Depuis des temps très anciens, et en grande partie soutenus par le caractère populaire des habitants du quartier, San Gil et la Macarena ont développé un signe identitaire marqué qui a été à l’origine d’innombrables épisodes de toutes sortes : anecdotiques, politiques, sociaux, culturels… Et anthropologique.
Non sans un sourire mordant, nous relisons l’un des chapitres de « Sevilla : Teoría y realidad de la Semana Santa », dans lequel l’auteur, Antonio Núñez de Herrera, déroule, comme dans une bande dessinée qui se dessine au fur et à mesure de la lecture, l’orgueil blessé des Macarenos lorsque les hautes autorités ecclésiastiques (le cardinal de Navarre, pour être précis) nommèrent pour la Hermandad de la Macarena, par voie d’imposition, un Hermano Mayor qui n’était nullement accepté par les voisins. A tel point que depuis les balcons, les portes et les couloirs, ils ont jeté de la peinture bleue sur le pauvre « infiltré » en signe de protestation.

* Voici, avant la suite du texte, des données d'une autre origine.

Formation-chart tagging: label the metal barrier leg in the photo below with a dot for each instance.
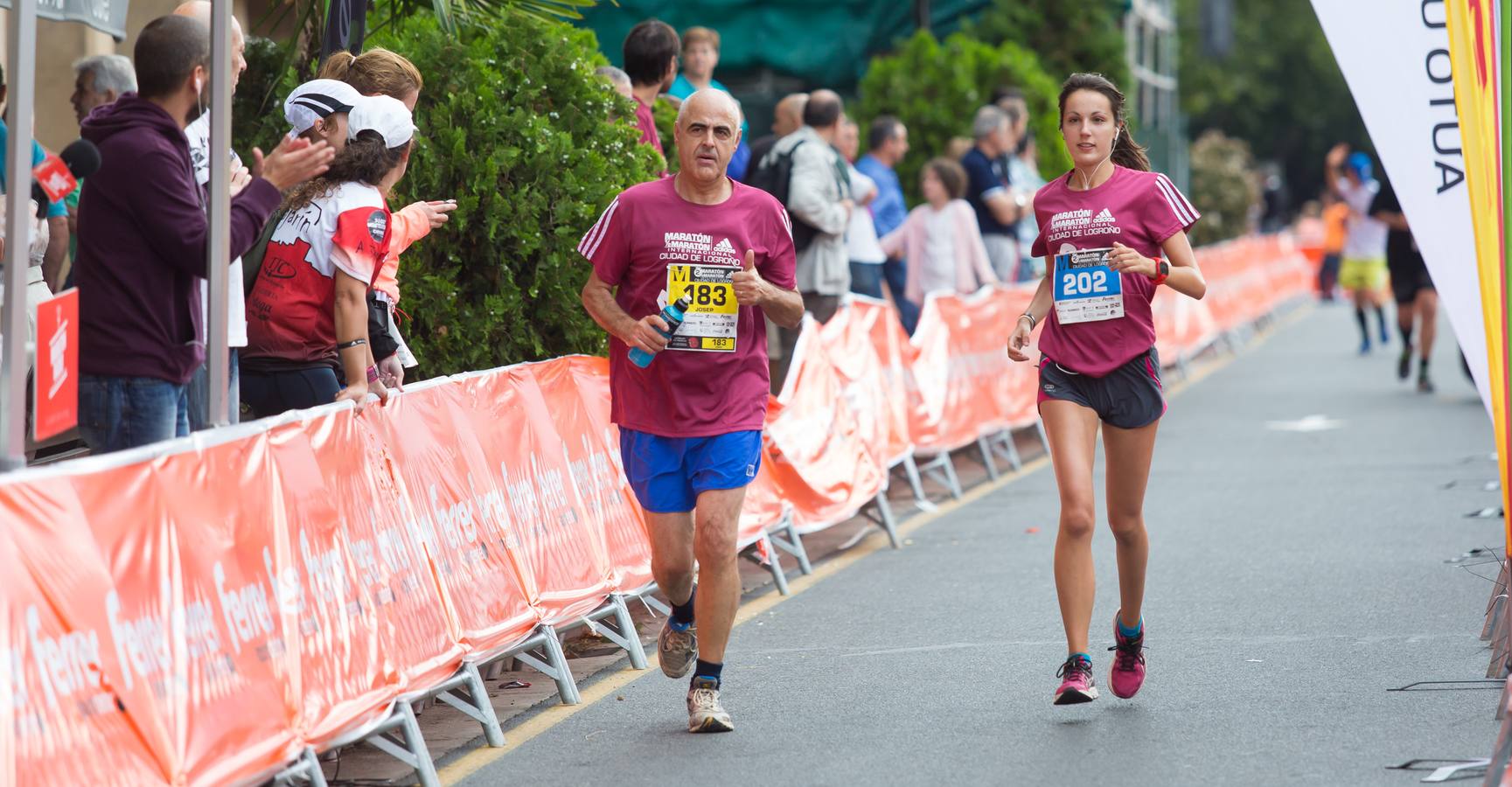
(552, 662)
(306, 770)
(622, 631)
(885, 519)
(773, 561)
(985, 446)
(786, 540)
(475, 704)
(413, 751)
(916, 484)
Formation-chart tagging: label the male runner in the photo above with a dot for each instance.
(1410, 284)
(690, 421)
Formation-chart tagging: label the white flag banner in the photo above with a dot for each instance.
(1395, 56)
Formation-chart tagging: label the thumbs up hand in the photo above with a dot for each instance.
(750, 289)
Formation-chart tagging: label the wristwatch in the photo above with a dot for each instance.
(1163, 271)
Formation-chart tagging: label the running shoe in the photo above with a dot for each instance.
(1126, 672)
(1077, 683)
(705, 714)
(676, 650)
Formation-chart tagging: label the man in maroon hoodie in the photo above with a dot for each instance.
(144, 234)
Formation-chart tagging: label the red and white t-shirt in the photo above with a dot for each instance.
(1136, 209)
(290, 313)
(653, 245)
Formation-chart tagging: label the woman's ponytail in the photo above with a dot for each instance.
(1128, 153)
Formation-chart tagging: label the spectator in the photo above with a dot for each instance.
(861, 238)
(143, 239)
(56, 212)
(37, 289)
(700, 56)
(97, 80)
(380, 72)
(619, 79)
(100, 80)
(199, 133)
(887, 145)
(819, 205)
(1024, 174)
(317, 110)
(987, 189)
(941, 238)
(786, 118)
(651, 59)
(310, 301)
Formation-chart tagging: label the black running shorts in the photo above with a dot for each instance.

Parce que le voisinage et la fraternité ne peuvent se comprendre l’un sans l’autre. Cette histoire de révolution en bleu (comme l’appelait le journaliste) s’est déroulée à la fin des années 1920, alors que la ville – et donc la semaine sainte – traversait un épisode de splendeur sans précédent. Quelques années plus tard, des fusées impies revendiquent une partie de l’héritage de la Macarena. Près, très près de là, le Señor de la Sentencia était caché. Précisément dans la Calle San Luis, à quelques pas du Mudejar par lequel sont passés tant de monarques castillans.
Bien qu’à nos yeux il ne s’agisse pas d’un spectacle inédit (le Via Crucis du premier vendredi du Carême, la procession d’octobre de la Vierge du Rosaire, le cinquantième anniversaire de la Vierge), le fait est que la rue San Luis a toujours vu défiler les nazaréens de la Macarena au cours de l’histoire. Autant de fois qu’il y a eu des processions matinales de la confrérie de San Gil, avant la construction de la basilique actuelle. Et même après la bénédiction de la nouvelle église, la rue a toujours été un axe sentimental et physionomique (cardo romain, ne l’oubliez pas) pour la confrérie. À titre d’exemple, voici quelques photographies tirées du magazine LIFE dans les années 1950.
Au printemps prochain, le vendredi étant déjà terminé, le paso de la Sentencia, proche de minuit, retournera comme toujours à son quartier par cette vaste et verticale ruelle de Séville. Et avant d’atteindre la Macarena, tel le Roi des Rois ressuscité (triomphant et définitif), il s’arrêtera devant ce retable en céramique qui scellera, dans notre fragile mémoire, près d’un siècle d’histoire de la Macarena. Où, précisément, les habitants du quartier font passer leur identité et leur fraternité avant toute déraison, dans le seul but de se préserver et de protéger leur propre histoire. Ce qu’ils étaient, ce qu’ils sont, ce qu’ils seront. Quand une tombe en bois a découvert la résurrection humaine du Señor de la Sentencia. Ce sera le 8 avril.